The following is a guest post from momAgendaCOMM blogger Heather Reinhard.
My husband and I recently wanted to take the kids out to eat. We don’t normally make such an effort during the week to do this….between my his work schedule and the children’s appointments marked clearly in my Personal Portfolio, I am usually trying to whip up something quick and decent at home instead of running out to eat.
But the other night, my husband and I thought it would be fun to try a new restaurant in town which would also be a good idea for our 2 and 5 year old to get out.
This time, though, was different.
The kids were indecisive.
They were not listening.
Upon waiting thirty minutes for a table, they were misbehaving in a way that made our skin crawl.
After numerous attempts and a massive failed intervention, my husband and I both looked at each other and realized that it was not worth staying. Yes, it was THAT bad, knowing that the alternative to leave was actually a better decision than to stick out and stay.
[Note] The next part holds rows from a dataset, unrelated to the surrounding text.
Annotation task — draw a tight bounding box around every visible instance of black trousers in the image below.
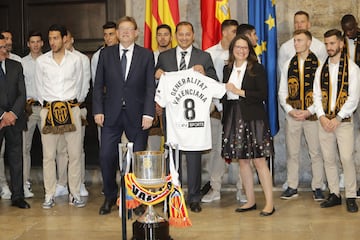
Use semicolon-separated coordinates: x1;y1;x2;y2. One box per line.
0;126;24;201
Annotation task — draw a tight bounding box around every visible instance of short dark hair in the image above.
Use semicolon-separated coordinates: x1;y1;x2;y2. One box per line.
341;14;356;26
236;23;255;35
28;30;43;41
117;16;137;30
221;19;239;31
156;24;171;33
175;21;194;33
103;21;116;30
49;24;67;37
294;10;310;20
324;28;344;41
293;29;312;40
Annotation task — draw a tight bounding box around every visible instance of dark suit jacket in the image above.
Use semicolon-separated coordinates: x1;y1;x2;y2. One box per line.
155;47;218;81
223;63;268;121
93;44;155;127
0;59;26;130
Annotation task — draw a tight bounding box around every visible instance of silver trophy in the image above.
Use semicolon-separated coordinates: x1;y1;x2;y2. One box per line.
132;151;171;240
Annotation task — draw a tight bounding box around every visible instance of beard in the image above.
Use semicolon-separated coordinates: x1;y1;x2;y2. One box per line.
327;47;341;57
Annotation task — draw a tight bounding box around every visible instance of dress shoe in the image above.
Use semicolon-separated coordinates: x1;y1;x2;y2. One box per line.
320;193;341;208
346;198;359;212
11;198;30;208
235;203;256;212
260;207;275;217
99;198;116;215
190;202;201;212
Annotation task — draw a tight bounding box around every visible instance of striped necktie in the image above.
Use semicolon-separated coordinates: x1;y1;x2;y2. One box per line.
179;51;187;70
0;62;5;82
120;49;129;80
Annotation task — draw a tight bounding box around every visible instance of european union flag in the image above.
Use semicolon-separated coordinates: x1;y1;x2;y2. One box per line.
248;0;279;136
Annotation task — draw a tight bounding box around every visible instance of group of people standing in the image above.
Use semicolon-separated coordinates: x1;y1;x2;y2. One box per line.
0;11;360;216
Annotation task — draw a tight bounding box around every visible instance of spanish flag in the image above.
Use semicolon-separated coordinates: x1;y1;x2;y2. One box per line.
200;0;230;50
144;0;179;51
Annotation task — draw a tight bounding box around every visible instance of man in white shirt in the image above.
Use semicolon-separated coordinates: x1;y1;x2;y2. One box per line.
201;19;242;203
21;31;44;198
314;29;360;212
55;31;91;197
278;11;327;72
35;24;85;209
278;29;325;201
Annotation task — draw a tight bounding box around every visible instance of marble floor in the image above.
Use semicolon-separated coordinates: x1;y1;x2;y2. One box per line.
0;184;360;240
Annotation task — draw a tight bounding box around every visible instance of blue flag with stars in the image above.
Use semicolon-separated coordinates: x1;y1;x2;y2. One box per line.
248;0;279;136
Frustrated and out of patience, we road home in silence. When we returned home, we sat the kids down at the kitchen table and wanted to know why they were acting so out of control…and our five year-old son responded with, “Well, we had nothing to do.”
We had nothing to do – five words that still continue to rock us to the core.
Upon the arrival of Hurricane Irene a few days before, we lost power in our home. It became quickly evident that my son was completely lost without his DS, the Wii, DVD, DVR, On Demand and I can go on….
And he is only 5.
He lives in this world of instant gratification and it’s really beginning to show its ugly face
What happened to the days filled with Candy Land, Play-Doh and a few measly crayons? Now, their lives comprise of DS cartridges, Wii games and a boatload of apps.
“We had nothing to do” still echoes in my ears and I shudder to think that my son is growing up in a world where he will remember his video games more than memories of playing a good-old fashioned board game and fully engaging with his family.
In a world that is full of technology and moving at such a rapid rate, at what point do we stop and say – enough is enough?